Seite wählen

Tornado – Extend Icinga 2 for Active and passive Monitoring of complex heterogeneous IT Environments by Francesco Cina & Patrick Zambelli | OSMC 2019

von | Aug 11, 2020 | Icinga, Monitoring, OSMC

This entry is part 3 of 4 in the series OSMC 2019 | Recap

At the Open Source Monitoring Conference (OSMC) 2019 in Nuremberg, Francesco Cina and Patrick Zambelli whirled up a „Tornado – Extend Icinga 2 for active and passive Monitoring of complex heterogeneous IT Environments”. If you missed their presentation: See the video of their introduction to Tornado and its use cases, and read a summary (below).

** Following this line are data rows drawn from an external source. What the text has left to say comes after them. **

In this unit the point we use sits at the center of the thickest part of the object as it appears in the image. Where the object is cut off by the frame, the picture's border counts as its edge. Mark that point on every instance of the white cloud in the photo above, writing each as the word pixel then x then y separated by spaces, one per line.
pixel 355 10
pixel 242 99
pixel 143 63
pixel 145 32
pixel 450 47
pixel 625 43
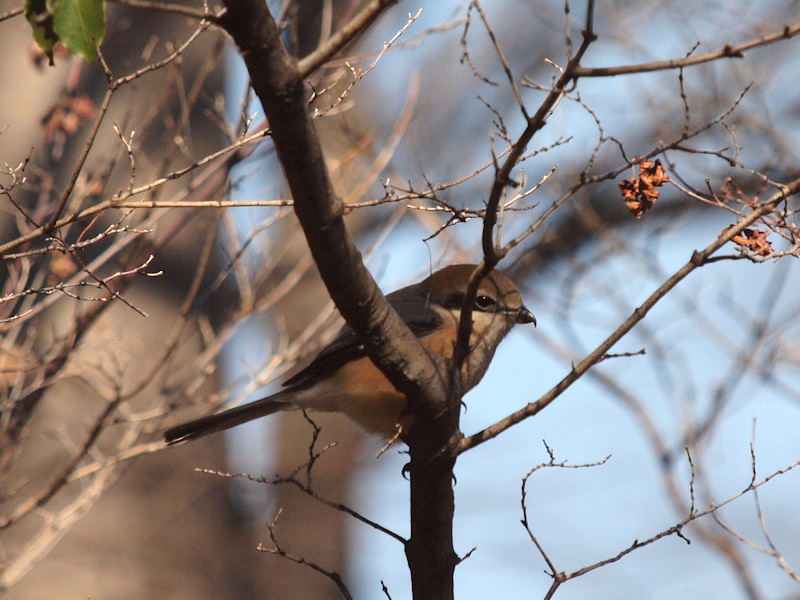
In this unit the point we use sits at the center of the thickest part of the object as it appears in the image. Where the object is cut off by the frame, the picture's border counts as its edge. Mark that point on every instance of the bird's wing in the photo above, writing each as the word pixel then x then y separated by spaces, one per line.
pixel 346 346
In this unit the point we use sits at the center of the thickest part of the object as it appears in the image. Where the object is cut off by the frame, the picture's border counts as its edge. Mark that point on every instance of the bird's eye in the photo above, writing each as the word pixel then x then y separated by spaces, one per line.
pixel 485 303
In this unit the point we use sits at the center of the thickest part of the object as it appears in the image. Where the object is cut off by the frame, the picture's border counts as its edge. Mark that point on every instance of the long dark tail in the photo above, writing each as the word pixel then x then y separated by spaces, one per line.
pixel 226 419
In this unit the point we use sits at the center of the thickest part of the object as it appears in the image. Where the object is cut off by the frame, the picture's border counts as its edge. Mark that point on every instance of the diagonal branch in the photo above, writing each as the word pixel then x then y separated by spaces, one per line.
pixel 278 82
pixel 698 259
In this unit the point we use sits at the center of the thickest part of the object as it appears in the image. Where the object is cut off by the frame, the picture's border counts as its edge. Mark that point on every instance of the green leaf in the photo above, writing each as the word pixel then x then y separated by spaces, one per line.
pixel 79 25
pixel 41 19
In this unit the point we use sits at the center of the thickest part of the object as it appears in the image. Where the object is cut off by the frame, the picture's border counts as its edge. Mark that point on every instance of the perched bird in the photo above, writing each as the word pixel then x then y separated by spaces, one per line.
pixel 343 379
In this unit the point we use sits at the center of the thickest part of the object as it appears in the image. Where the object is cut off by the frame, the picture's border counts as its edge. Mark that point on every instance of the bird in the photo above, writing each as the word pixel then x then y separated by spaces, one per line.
pixel 342 378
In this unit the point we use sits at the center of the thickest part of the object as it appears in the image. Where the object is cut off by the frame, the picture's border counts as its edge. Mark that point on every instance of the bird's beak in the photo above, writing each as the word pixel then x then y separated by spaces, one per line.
pixel 525 316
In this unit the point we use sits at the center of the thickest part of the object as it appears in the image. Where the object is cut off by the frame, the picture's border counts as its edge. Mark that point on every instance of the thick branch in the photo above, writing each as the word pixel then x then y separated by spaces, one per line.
pixel 278 82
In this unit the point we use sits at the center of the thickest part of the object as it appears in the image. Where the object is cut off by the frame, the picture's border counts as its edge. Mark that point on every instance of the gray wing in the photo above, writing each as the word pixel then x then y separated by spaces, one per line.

The OSMC is the annual meeting of international monitoring experts, where future trends and objectives are set. Since 2006 the event takes place every autumn in Nuremberg, Germany. Leading specialists present the full scope of Open Source monitoring and be ready to answer your hardest questions. Learn new techniques, exchange knowledge and discuss with top developers.

In-depth workshops the day prior to the conference and a Hackathon provide further possibilities to extend your skills and deepen your knowledge in IT monitoring and management.

The next OSMC takes place in 2021 in Nuremberg.
More information at osmc.de.


 

Tornado – Extend Icinga 2 for Active and passive Monitoring of complex heterogeneous IT Environments

Monitoring Challenges: Pool vs. Event.

First of all we have to explain the difference between Pool and Event approach. Icinga and nagios use the polling approach, which is scheduling monitoring or checks in a static time interval to get a specific state. You can derive from this state if the status from monitored device or service is critical or ok. That means, we know not only the results of monitoring but also the monitored systems. By Polling we have centralized configuration and control. This will be performed either agentless e.g. SHH, SNMP or through an agent for example Icinga, NSClient++.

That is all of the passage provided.